Analyse von 200.000 echten Copilot-Konversationen: Übersetzen, Schreiben, Kundenkommunikation am stärksten KI-anwendbar; körperliche Arbeit am wenigsten.

IAB · Beschäftigung & Fachkräfteengpässe variieren mit dem Substituierbarkeitspotenzial (2025)

Hohes Substituierbarkeitspotenzial führte historisch selten zu Beschäftigungsabbau — manche Berufe wachsen trotz hohem Potenzial und haben Fachkräfteengpässe.

IWF (IMF) · Gen-AI: Artificial Intelligence and the Future of Work (2024)

Rund 40 % der Jobs weltweit sind KI-exponiert — in Industrieländern wie Deutschland etwa 60 %, weil kognitive Tätigkeiten dominieren.

Anthropic · Labor Market Impacts of AI: A New Measure and Early Evidence (2026)
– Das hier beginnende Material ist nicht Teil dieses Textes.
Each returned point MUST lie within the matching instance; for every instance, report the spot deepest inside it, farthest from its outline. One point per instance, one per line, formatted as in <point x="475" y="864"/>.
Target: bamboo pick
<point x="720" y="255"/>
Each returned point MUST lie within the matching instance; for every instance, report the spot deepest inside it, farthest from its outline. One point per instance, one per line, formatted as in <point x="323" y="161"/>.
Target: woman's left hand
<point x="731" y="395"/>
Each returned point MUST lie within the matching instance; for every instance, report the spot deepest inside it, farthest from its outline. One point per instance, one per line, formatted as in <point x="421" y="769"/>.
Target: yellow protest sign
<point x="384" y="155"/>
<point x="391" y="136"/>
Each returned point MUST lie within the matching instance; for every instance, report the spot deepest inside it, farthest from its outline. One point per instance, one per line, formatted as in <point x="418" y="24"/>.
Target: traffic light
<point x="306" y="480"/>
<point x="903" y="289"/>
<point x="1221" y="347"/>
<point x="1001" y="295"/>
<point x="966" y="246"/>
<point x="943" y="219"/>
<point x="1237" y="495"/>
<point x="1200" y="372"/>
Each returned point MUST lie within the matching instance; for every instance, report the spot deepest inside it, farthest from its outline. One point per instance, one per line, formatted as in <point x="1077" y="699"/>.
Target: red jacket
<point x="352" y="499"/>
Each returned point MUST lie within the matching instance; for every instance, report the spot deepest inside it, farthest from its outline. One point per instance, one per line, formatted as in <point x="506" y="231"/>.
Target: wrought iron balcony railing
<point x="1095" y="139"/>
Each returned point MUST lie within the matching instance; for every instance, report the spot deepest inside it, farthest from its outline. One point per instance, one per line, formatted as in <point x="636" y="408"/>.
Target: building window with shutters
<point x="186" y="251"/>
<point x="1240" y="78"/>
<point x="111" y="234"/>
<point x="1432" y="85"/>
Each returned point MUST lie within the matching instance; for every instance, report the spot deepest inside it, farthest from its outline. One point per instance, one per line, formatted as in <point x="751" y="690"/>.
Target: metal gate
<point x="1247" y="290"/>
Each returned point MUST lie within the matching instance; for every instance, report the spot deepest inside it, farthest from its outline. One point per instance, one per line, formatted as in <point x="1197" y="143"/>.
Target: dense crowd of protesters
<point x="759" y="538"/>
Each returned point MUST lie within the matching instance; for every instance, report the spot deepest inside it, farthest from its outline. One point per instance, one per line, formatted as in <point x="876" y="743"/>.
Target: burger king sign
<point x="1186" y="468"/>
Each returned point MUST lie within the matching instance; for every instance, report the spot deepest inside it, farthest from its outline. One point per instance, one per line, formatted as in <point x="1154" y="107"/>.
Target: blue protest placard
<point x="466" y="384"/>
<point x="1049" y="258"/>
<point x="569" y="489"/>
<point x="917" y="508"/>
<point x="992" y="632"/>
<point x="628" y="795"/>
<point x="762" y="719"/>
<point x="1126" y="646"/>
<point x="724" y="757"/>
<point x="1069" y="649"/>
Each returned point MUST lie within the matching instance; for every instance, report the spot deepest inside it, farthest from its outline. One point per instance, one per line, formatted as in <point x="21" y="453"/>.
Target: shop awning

Unterscheidet beobachtete von theoretischer KI-Exposition; die reale Nutzung ist bislang nur ein Bruchteil dessen, was KI-Tools schon leisten könnten.

Alle Studien im Überblick auf unserer Studien-Seite. Der KI-Risiko Score folgt unserer offen dokumentierten Methodik.